How To Survive A Papal Blessing.

According to my Italian textbook, religion (i.e. Roman Catholicism) is one of the main reasons people go to Rome. Although I am not Catholic, I do acknowledge the impact  that Catholicism has had on Western history and art, plus Father Bosco’s tours usually featured gelato at the end. I even went to the papal blessing.

This is not the line. This is AFTER the line.

What a mistake that was. Sure, it was cool to get decent seats for such a huge event, but honestly, it barely felt worth getting up so early in the morning.

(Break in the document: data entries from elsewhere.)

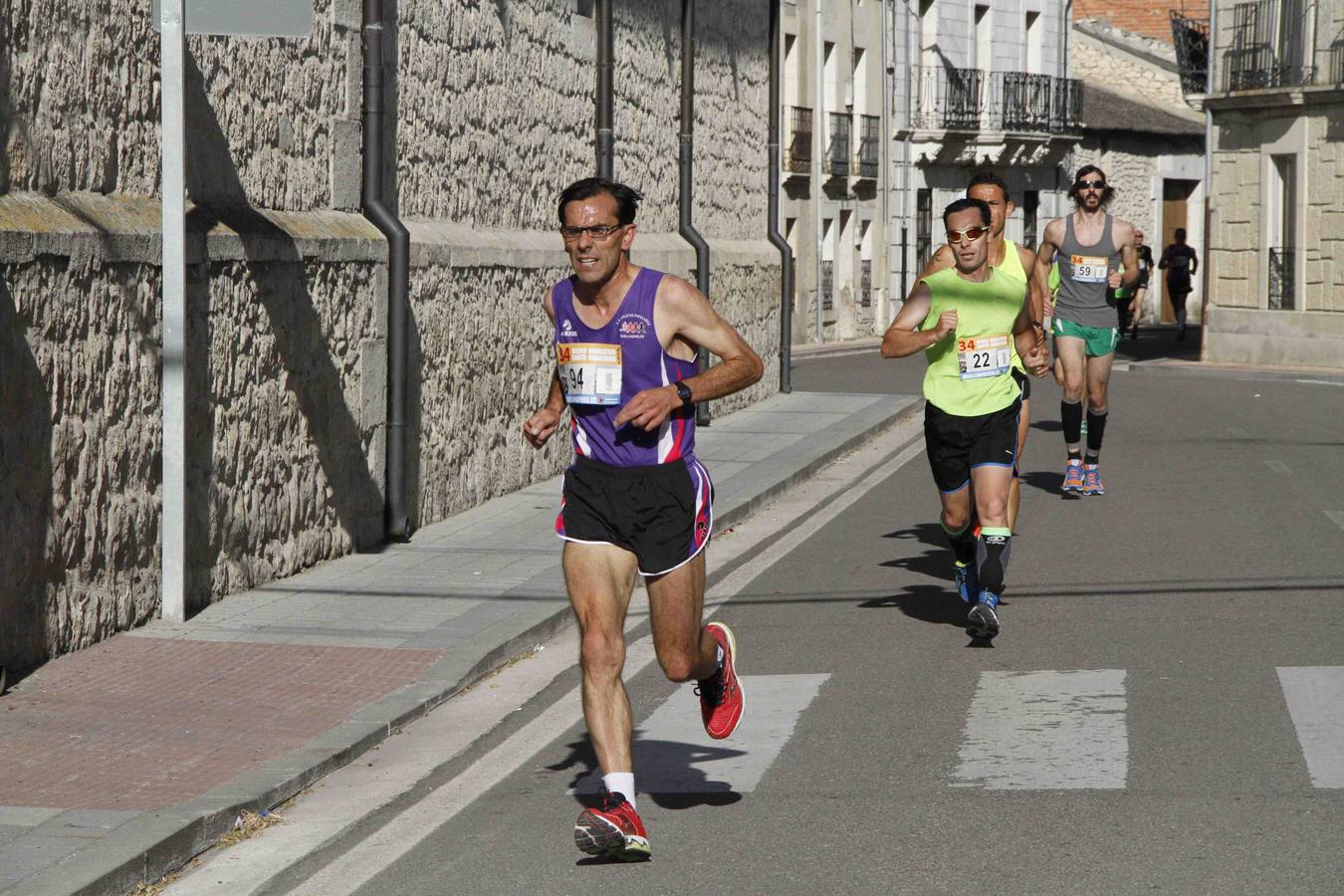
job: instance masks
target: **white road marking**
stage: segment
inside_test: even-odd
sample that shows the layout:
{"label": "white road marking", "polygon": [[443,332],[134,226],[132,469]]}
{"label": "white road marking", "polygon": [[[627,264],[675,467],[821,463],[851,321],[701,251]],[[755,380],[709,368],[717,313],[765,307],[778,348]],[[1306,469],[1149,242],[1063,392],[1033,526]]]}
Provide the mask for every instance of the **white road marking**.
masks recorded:
{"label": "white road marking", "polygon": [[1278,682],[1317,787],[1344,787],[1344,666],[1279,666]]}
{"label": "white road marking", "polygon": [[1125,670],[984,672],[954,787],[1118,790],[1129,770]]}
{"label": "white road marking", "polygon": [[[829,677],[742,676],[746,715],[727,740],[714,740],[698,727],[700,703],[692,690],[683,688],[634,732],[636,791],[751,793]],[[601,787],[602,775],[594,770],[570,793],[595,794]]]}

Yes, one has to get up early to visit the Pope. It takes less than an hour to get from campus to Vatican City. The reason is the line: Picture the longest line to a concert you have ever seen. Then remember that Italians do not believe in orderly cues, so it is more like a mass of people in front of the Vatican. Seats fill up fast, so be sure to get your (free!) ticket beforehand.

Here’s another thing you should get beforehand: BREAKFAST. The food at the Vatican is overpriced and tastes only slightly better than the “Italian” food in America. I paid 3 Euro (at least .50 more than average) for mint gelato that was far from the best. Considering the sheer amount of people that go to the Vatican, one would think they would have better food. They do not. They are ripping you off for every last centime. (If anyone knows of a GOOD place to eat near the Vatican, do inform me.) Get breakfast first, even if it is just something small.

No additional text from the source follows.